Des éléphants dans la neige
Afin d’accomplir sa vision de Star Wars, George Lucas crée en 1975 le studio d’effets visuels Industrial Light & Magic (ILM). Sous la supervision de Phil Tippett (Mad God), l’une des équipes est chargée de concevoir l’animation des créatures du jeu d’échec installé à bord du Faucon Millennium. Ils abordent ainsi L’Empire contre-attaque (1980) avec une certaine expérience. Or Lucas décide de montrer la grande bataille du film, celle des quadripodes impériaux (aussi connus sous le nom d’AT-AT, ou TB-TT en français), dès le premier acte ! Evidemment, il s’agit d’abord de concevoir la séquence sur papier, grâce à des storyboards qui permettront aux animateurs de ne pas perdre une seconde sur un plan inutilisé. Ce qui représentera six mois de travail. Il est bientôt nécessaire d’appliquer de la pesanteur et de l’inertie à d’énormes tanks montés sur pattes (un design imaginé par Joe Johnston, futur réalisateur de Captain America, et inspiré par les travaux de Syd Mead), à l’échelle de jouets. Les animateurs s’inspirent notamment de la démarche d’un éléphant.
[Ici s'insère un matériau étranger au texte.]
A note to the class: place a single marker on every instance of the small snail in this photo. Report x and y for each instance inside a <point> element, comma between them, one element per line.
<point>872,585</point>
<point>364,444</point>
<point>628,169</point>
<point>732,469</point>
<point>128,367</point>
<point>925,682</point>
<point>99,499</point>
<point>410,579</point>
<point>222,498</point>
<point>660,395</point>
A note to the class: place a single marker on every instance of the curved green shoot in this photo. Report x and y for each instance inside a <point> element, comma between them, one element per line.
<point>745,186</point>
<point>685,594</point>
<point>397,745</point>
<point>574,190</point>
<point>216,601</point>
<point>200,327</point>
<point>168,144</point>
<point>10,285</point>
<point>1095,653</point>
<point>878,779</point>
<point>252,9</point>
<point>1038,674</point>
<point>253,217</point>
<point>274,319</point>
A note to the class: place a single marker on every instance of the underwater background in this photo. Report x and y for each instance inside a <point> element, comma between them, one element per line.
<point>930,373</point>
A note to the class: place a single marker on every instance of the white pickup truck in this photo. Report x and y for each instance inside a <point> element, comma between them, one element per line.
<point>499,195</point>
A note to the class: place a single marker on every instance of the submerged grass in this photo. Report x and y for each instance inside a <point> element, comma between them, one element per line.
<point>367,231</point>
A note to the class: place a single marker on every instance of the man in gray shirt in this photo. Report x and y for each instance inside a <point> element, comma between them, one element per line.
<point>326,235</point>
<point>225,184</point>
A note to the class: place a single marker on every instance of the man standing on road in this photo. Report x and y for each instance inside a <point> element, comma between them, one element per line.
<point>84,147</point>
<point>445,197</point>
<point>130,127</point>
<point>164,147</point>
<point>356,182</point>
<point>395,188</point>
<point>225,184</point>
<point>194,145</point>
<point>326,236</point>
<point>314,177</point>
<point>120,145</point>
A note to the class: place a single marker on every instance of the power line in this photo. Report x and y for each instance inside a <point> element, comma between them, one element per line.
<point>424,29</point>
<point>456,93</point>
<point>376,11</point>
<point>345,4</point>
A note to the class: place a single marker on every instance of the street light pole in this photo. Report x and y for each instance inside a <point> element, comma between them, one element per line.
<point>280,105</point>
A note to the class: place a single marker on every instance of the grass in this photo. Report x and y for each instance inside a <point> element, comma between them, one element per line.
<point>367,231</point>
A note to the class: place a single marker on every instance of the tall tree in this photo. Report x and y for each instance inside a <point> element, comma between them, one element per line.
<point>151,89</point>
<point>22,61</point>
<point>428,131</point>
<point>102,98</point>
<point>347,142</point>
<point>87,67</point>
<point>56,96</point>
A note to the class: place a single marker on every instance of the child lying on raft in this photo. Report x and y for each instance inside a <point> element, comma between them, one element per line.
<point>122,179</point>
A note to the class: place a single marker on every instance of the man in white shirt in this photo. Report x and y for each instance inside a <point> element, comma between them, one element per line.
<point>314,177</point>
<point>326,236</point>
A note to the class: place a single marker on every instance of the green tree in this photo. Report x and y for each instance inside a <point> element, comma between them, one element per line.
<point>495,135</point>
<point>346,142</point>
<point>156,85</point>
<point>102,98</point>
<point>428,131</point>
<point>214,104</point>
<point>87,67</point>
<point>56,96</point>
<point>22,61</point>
Une innovation technologique
Des obstacles techniques doivent toutefois être levés. « Le défaut de la technique du stop motion, c'est que le résultat semble saccadé », expliquait le co-superviseur des effets visuels Brian Johnson. « Le cerveau comprend instinctivement qu'il s'agit d'un trucage. Au sein de chacune des 24 images, la miniature reste statique ». Or l’innovation fait déjà partie de l’ADN d’ILM. Phil Tippett met ainsi au point le Go Motion, une variante de l’animation image par image. Cette fois-ci, la figurine articulée, placée devant de larges peintures sur verre (des paysages enneigés peints par Michael Pangrazio) et sur un plan de travail couvert de bicarbonate de soude afin de simuler la neige de la planète Hoth, est fixée sur un travelling motorisé et contrôlé par ordinateur. « Comme ces 'créatures' était mécaniques, nous voulions créer un cycle de marche que nous pourrions réutiliser à l'infini », précise Phil Tippett. Une fois que la position de la miniature est modifiée, la plate-forme de Go Motion la déplace d'un millimètre pendant que l'obturateur de la caméra reste ouvert. Les mouvements de la tête et des jambes se transmettent aux rouages et aux pistons. Cela permet d’obtenir un effet de flou qui fluidifie le déplacement, tout en atténuant les saccades dues à l’animation image par image.
Travail fastidieux
Ce processus améliore la qualité de l’animation, mais cela reste un exercice complexe. Comme l’expliqua ultérieurement le futur superviseur des effets visuels John Knoll (et accessoirement co-créateur de Photoshop), la décision de créer des environnements « entiers » permettait aux artistes et aux techniciens de contrôler les différents éléments constituant un plan. « L'éclairage, le contraste, la couleur et la composition devenaient des outils, plutôt que des contraintes. Cette approche et ses variantes furent utilisées pour la plupart des plans des quadripodes impériaux.» Pour atteindre les miniatures et modifier légèrement leurs postures, les animateurs sont contraints de passer par des trappes dissimulées sous la fausse neige, ou de faire leur ouvrage à partir de plateformes suspendues au plafond. « Dennis Murren photographiait une image et nous recommencions le processus à zéro », décrivait Phil Tippett. « Il ne fallait surtout pas toucher à la fausse neige. Or même notre respiration la faisait bouger ! » En 1980, les animateurs disposent heureusement d’un moniteur vidéo qui leur permet de vérifier immédiatement si la succession de mouvements est correcte. Le résultat doit absolument être parfait. Selon le superviseur des effets spéciaux Richard Edlund, « la moindre erreur peut détruite l'illusion pour toute la scène ». Plus d’une année de travail sera nécessaire pour créer de toutes pièces l’invasion des quadripodes. La magie existe : cette scène reste formidable quarante ans plus tard.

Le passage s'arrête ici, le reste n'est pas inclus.